A new study reveals that renin-angiotensin system (RAS) genes within the amygdala—the brain region important for traumatic memory processing—express differently when the brain develops fearful memories, such as when people undergo traumatic stress. Researchers have found that medication may potentially be used as a pharmacological blockade of the angiotensin type 1 receptor, thereby improving components of fear memory as assessed by freezing behavior. The research team from George Washington University in Washington, D.C., will present their findings virtually at the American Physiological Society’s (APS) annual meeting at Experimental Biology 2021.

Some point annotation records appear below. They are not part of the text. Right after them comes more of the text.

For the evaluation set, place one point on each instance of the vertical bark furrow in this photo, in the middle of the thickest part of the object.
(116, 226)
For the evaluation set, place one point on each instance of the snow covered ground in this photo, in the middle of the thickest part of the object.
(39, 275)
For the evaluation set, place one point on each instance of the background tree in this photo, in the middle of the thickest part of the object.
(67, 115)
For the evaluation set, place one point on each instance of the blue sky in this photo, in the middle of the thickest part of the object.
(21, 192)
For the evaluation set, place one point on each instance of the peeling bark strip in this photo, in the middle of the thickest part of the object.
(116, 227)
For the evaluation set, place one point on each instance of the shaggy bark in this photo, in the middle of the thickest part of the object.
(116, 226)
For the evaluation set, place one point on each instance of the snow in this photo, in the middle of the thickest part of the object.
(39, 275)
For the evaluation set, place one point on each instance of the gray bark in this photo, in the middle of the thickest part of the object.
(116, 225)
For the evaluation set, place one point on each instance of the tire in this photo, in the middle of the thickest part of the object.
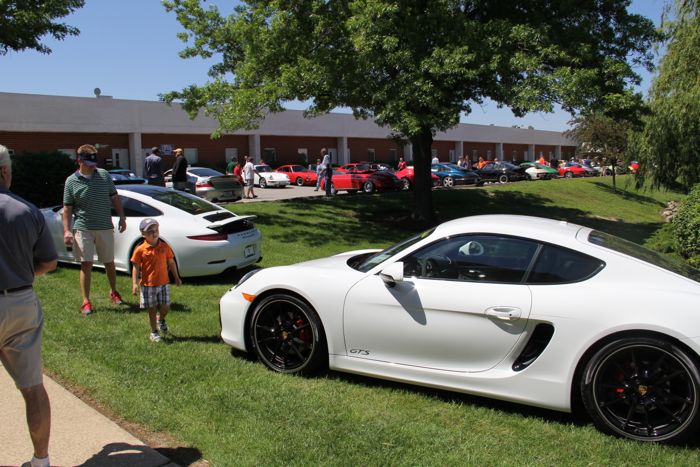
(286, 335)
(643, 388)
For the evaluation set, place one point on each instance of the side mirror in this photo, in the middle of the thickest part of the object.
(392, 274)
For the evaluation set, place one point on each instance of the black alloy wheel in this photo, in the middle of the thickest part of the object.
(646, 389)
(286, 335)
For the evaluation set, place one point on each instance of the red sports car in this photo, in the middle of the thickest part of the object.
(298, 174)
(406, 177)
(368, 181)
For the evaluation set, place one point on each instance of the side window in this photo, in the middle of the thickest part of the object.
(473, 258)
(556, 265)
(134, 208)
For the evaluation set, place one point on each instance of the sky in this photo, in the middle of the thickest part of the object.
(129, 50)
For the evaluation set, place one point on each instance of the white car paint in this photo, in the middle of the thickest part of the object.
(270, 178)
(466, 335)
(194, 257)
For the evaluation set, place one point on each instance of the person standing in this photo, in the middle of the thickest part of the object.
(26, 251)
(152, 168)
(152, 260)
(180, 170)
(87, 195)
(249, 177)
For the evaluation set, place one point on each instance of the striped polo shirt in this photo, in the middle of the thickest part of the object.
(90, 199)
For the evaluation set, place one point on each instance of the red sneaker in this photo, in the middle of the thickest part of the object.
(86, 308)
(115, 298)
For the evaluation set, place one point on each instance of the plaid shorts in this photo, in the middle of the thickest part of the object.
(155, 295)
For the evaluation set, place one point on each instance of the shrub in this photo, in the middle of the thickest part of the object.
(686, 225)
(39, 177)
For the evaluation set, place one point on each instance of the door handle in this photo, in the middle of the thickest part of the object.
(504, 313)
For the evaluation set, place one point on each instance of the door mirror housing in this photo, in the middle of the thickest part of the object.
(392, 274)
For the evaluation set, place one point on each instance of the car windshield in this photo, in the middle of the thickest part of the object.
(205, 172)
(383, 255)
(637, 251)
(184, 201)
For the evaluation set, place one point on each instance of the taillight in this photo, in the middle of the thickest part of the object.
(209, 238)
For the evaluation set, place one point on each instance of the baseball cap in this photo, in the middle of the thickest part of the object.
(146, 223)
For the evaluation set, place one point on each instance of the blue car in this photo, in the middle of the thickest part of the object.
(452, 174)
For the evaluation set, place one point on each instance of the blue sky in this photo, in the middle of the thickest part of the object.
(129, 49)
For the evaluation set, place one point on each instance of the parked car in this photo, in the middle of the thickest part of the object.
(266, 177)
(357, 179)
(452, 174)
(483, 305)
(209, 184)
(206, 239)
(502, 172)
(298, 174)
(406, 177)
(537, 171)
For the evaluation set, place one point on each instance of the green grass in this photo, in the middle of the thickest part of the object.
(235, 412)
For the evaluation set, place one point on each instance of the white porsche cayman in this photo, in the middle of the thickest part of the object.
(524, 309)
(206, 239)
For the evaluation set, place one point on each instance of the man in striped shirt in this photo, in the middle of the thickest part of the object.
(88, 195)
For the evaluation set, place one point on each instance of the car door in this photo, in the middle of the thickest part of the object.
(461, 306)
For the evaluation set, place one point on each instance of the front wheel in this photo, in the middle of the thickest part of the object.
(286, 335)
(643, 388)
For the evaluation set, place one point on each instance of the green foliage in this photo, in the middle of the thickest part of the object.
(39, 177)
(686, 225)
(24, 22)
(668, 145)
(413, 66)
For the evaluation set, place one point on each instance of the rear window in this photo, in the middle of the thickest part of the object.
(639, 252)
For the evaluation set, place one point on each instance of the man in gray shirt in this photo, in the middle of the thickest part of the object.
(152, 168)
(26, 251)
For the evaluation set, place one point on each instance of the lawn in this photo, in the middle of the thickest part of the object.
(232, 411)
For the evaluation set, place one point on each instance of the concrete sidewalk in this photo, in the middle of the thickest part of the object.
(79, 434)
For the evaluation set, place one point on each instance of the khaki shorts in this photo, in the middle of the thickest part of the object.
(88, 241)
(21, 320)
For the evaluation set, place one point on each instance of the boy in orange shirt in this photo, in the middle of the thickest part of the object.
(152, 259)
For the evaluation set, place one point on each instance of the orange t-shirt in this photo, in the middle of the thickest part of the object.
(153, 261)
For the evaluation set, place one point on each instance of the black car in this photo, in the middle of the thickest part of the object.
(502, 172)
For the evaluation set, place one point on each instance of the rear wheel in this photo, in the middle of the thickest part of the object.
(643, 388)
(286, 335)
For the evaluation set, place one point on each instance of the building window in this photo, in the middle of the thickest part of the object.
(72, 153)
(269, 155)
(303, 154)
(191, 155)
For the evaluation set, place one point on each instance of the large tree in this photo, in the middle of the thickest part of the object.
(24, 22)
(669, 145)
(412, 65)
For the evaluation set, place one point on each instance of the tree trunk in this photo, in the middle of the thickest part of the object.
(422, 181)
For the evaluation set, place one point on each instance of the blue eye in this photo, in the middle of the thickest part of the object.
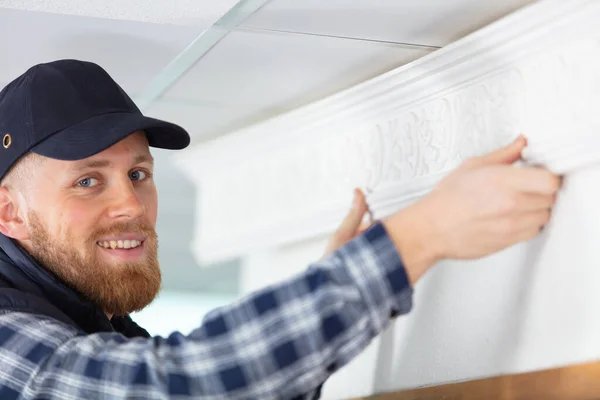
(88, 182)
(137, 175)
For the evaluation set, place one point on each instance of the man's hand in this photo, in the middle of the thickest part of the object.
(484, 206)
(351, 226)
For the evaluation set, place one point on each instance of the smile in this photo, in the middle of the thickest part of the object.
(119, 244)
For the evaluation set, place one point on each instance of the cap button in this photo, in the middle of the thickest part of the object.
(7, 141)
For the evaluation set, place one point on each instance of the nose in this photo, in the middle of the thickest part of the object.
(126, 203)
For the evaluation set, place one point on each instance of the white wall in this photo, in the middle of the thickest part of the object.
(177, 311)
(530, 307)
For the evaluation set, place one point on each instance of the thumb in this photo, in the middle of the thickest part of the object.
(353, 220)
(506, 155)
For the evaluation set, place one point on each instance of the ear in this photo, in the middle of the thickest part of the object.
(11, 223)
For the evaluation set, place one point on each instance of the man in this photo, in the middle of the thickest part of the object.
(78, 210)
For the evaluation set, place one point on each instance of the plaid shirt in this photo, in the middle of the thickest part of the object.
(281, 342)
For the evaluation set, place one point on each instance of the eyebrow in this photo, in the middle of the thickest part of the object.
(103, 163)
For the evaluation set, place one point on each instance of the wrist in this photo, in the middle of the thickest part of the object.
(411, 232)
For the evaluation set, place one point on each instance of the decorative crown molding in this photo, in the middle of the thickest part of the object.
(290, 178)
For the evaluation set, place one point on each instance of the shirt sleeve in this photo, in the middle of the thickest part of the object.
(280, 342)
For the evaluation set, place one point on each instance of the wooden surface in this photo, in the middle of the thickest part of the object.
(576, 382)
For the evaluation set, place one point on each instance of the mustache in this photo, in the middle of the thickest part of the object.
(118, 228)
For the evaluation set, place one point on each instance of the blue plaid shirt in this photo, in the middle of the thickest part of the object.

Post-traumatic stress disorder (PTSD) is a strong predictor of cardiovascular disease (CVD), the leading cause of death in the U.S. The RAS gene, which is critical for blood pressure regulation, is seen as a potentially important link between PTSD and CVD. This study examined the RAS within areas of the brain responsible for processing traumatic or fear-related memories and its effects on cardiovascular regulation. The researchers hoped that it would lead to new treatment and prevention strategies for both PTSD and PTSD-related CVD risk.
Current treatment options for PTSD are limited, and the causes of PTSD-CVD risk is unclear. These pre-clinical findings shed light on a potential therapeutic target and extend the current understanding for the regulation of brain RAS during fear learning and memory recall processes that are impaired in PTSD.